Part 4 Sedikit Perlawanan

Penulis: Rita Febriyeni
last update Terakhir Diperbarui: 2022-03-31 11:57:03

"I-itu cincin emas benaran?" tanya ibu mertua. Matanya membulat sempurna menujuk jariku. Begitupun mbak Inur agak sedikit mangap. 

'Makanya, jangan remehkan aku yang hanya tamat SMP,' bathinku. Pura-pura tak dengar.

"Rina! Ibu nanya kok malah diam. Itu cincin dari mana dapatnya?" Mbak Inur kesal karena kuabaikan.

"Apa?"

"Apa apa apa! Ini kamu dapat uang dari mana belanja? Sini lihat cincin itu!" Ibu ingin menggapai jariku.

"Iiih! Apaan sih?" Kujauhkan tanganku dari ibu.

"Sini lihat!" Ibu masih kukuh agar aku memberikan cincin ini. 

Oh, tidak bisa! Emangnya apa urusanmu.

"Kenapa Ibu memaksaku agar memberikan cincin ini? Toh bukan punya Ibu kan?" 

"A-apa? Kamu sudah bisa melawan sekarang?" Bahuku kananku sedikit di dorong.

"Iih! Bisa nggak tangannya dijauhkan dari aku?" Alisku bertaut menatapnya. Tentu aku tak bisa diam seperti biasa. 

"Hah? Bisa melawan ia sekarang, Bu." Si tukang kompor juga ikut memanasi ibu. Silahkan saja.

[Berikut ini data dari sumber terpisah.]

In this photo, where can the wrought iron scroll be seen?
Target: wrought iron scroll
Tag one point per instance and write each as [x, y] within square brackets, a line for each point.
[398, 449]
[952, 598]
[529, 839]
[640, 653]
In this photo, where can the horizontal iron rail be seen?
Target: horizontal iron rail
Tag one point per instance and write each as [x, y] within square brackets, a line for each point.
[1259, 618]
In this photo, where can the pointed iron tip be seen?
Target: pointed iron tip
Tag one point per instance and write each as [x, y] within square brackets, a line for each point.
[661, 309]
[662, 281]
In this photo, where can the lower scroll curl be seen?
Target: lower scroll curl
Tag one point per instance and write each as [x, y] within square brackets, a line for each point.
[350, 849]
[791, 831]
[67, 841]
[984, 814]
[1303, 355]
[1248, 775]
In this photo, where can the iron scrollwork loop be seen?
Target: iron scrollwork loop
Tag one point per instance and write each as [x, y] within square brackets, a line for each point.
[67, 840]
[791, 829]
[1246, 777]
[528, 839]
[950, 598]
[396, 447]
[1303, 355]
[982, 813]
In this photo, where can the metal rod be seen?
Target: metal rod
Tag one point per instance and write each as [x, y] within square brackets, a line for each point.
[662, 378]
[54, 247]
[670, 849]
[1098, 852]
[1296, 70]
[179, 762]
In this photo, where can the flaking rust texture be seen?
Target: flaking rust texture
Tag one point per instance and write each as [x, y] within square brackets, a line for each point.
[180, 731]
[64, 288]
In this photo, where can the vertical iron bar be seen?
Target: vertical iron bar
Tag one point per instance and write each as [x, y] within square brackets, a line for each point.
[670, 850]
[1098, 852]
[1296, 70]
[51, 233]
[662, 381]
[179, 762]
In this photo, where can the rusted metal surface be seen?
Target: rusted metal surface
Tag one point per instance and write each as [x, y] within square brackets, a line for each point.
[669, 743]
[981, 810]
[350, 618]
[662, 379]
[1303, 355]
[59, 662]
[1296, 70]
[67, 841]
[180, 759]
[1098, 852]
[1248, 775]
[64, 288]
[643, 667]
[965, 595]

"Ya! Dan kamu apa urusannya dengan hidupku, urus urusanmu sendiri! Aku mau punya emas asli atau palsu, lagian nggak pakek duit kamu, kok!" Suaraku lantang sambil menujuk mbak Inur. Rasa sakit hati karena hinaan mereka selalu membayangiku setiap hari. Dan tertahan.

"Udah pulang, Rin?" Tiba-tiba mas Bayu muncul dari pintu kamar.

"Iya, Mas. Ini kubawakan nasi bungkus. Aku yakin kamu belum sarapan apalagi makan siang," jawabku sambil mengambil kantong belanjaan di meja, lalu melangkah mendekati mas Bayu.

"Kok belanja banyak? Dapat uang banyak, Rin?"

"Iya, Mas. Alhamdulillah aku juga bisa beli ini." Kuulurkan tangan kananku memperlihatkan cincin yang melingkar di jari.

"Hah? I-ini ..., loh, kok banyak?" Mas Bayu pun ikut terkejut melihat cincinku.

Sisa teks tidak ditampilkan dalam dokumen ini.